Despite the increasing incidence of disseminated and deep-seated candida infections in immunocompromised hosts, Candidal vertebral osteomyelitis is quite rare7,12,13). A high clinical index of suspicion is required for patients presenting with subacute or chronic low back pain, even in the absence of fever, if they have the risk factors for disseminated candidiasis, such as a history of central venous access, antibiotic use, immunosuppression, previous history of parenteral nutrition, hemodialysis, surgery, burns, and neutropenia. A typical patient with candida spondylitis presents with back pain in the lower thoracic to lumbosacral spine, normally showing symptoms for at least 1 month before diagnosis. Only one-third of patients had fever at presentation. Approximately 20% of patients have neurological deficits. The result of laboratory tests other than microbiological tests is generally nonspecific. When Candida involves the spine, it is usually centered on the intervertebral disc space with a narrowing of the disc cartilage, causing destruction and lysis of the vertebral endplates and underlying vertebral bone2). Of the 59 cases described by Miller and Mejicano12), 33 involved the lumbar spine only, 17 the thoracic spine, 3 the cervical spine, and 6 both the thoracic and lumbar spine. They also reported that the pathogenic species were Candida albicans (62%), Candida tropicalis (19%), Candida glabrata (14%), Candida parasilosis (4%), and others12). In the present case, the pathogen of spondylodiscitis was candida parasilosis and it was suspected to derive from a nosocomial infection after previous spinal surgery. Although an invasive Candida infection is normally associated with an immunocompromised host, our patient was not immunocompromised, even though she was 70 year old.
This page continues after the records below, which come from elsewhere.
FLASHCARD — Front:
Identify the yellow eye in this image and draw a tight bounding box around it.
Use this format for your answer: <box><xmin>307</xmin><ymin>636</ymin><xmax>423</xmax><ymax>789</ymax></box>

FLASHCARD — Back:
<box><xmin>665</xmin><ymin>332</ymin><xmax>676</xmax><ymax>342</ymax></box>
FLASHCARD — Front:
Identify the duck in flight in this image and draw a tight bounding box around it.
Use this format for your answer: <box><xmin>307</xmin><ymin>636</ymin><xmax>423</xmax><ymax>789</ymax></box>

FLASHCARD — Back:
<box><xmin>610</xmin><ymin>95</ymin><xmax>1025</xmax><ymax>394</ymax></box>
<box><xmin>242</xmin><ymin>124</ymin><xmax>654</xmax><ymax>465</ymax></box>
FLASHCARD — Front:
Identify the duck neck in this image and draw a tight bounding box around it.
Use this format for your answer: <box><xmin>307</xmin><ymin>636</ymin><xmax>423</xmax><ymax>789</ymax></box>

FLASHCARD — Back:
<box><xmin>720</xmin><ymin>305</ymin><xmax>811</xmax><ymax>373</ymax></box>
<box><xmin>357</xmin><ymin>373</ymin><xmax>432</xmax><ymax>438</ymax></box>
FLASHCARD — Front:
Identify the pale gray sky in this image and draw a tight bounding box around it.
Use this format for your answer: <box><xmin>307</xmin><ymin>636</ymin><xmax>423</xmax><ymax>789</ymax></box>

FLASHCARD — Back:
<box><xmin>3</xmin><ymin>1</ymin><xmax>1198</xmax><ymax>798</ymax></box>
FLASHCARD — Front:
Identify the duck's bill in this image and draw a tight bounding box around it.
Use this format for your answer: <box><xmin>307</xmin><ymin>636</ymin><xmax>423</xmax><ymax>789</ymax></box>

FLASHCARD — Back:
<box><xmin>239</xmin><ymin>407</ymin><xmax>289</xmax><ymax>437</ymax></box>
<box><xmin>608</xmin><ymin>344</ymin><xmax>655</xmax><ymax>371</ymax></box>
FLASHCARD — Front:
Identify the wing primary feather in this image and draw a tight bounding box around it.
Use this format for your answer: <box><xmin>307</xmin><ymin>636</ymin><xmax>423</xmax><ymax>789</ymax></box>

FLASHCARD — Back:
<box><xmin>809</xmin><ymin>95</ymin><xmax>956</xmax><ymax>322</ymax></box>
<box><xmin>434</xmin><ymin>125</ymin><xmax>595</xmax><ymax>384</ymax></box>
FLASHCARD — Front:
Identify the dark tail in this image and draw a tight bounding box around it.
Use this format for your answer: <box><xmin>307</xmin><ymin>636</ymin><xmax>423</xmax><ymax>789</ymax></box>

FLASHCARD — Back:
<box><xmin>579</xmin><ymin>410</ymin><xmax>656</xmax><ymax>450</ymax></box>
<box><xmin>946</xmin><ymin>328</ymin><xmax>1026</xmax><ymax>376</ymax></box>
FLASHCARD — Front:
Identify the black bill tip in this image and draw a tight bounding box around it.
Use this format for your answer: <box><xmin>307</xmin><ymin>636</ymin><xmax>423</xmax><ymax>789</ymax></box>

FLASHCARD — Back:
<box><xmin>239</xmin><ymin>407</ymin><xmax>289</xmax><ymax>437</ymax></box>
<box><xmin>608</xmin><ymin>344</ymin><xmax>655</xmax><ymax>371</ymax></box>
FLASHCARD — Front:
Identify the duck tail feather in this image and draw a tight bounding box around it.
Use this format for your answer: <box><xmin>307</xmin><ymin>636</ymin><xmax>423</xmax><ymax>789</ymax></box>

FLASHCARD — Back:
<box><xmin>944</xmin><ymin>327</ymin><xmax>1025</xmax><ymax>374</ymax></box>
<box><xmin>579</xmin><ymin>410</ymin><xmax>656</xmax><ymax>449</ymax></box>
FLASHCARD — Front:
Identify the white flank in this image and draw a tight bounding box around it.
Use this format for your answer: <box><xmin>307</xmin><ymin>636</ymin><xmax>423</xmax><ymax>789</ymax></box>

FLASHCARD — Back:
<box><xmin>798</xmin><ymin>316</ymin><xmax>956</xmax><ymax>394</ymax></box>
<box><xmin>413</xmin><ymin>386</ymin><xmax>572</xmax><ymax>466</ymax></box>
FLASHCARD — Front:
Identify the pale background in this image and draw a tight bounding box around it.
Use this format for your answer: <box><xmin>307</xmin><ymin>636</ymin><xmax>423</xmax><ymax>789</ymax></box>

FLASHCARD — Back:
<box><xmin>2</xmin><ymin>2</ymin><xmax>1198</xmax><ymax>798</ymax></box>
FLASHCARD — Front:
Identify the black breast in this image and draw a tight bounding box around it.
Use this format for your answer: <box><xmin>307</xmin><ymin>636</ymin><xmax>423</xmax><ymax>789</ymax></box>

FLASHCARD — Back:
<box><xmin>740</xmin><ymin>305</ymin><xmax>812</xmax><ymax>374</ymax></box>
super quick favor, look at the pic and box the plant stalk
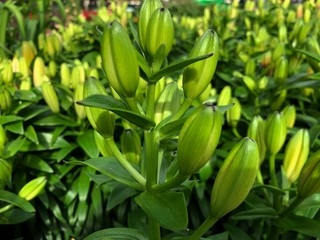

Antifungal treatment is the first choice for Candida spondylodiscitis. Derkinderen et al.5) reported successful nonsurgical management of a patient with a dorsal epidural abscess due to Candida albicans. However, the development of progressive neurological impairment, and worsening symptoms, particularly the presence of corroborative imaging studies, are indications of surgical spinal decompression and stabilization2,15). The direction of the approach depends on the dominant side of the infection. The anterior retroperitoneal approach was used in the present case. The retroperitoneal approach is quite effective in easily reaching the anterior lumbosacral area as well as in preventing the infection spreading to other spaces as a result of surgery. The use of spinal instrumentation carries some risk of exacerbating the infection. The prognosis appears to be favorable, with an overall 85% cure rate of candidal vertebral osteomyelitis9,12).

In this case, an oral fluconazole treatment after a period of intravenous fluconazole appeared to be effective in managing candidal spondylodiscitis complicated by epidural abscess formation, after adequate surgical debridement. The primary medical regimen is the administration of either amphotericin B alone for 1-2 months or amphotericin B after a prolonged course of oral azole4). However, there are cases of candida vertebral osteomyelitis reported in the literature that were treated successfully with azole therapy alone1).

Fluconazole has a better safety and tolerability profile16). Also, fluconazole can be administered via oral agent. It is advisable to continue drug therapy until the ESR becomes normal8). We recommended 4-6 weeks of intravenous fluconazole therapy at a dosage of 400 mg/day, followed by 2-6 months of treatment with an oral fluconazole. In the present case, ESR was normalized after 1 month of therapy. The treatment period may be shorter when surgical debridement is performed properly.


Candida is a rare cause of non-tuberculosis spondylodiscitis. Clinicians must suspect this entity in patients presenting with the risk factors for candidiasis and low back pain with a long duration. Fluconazole with surgical debridement may be an effective, relatively brief and cost-effective treatment of Candida spondylodiscitis with an epidural abscess.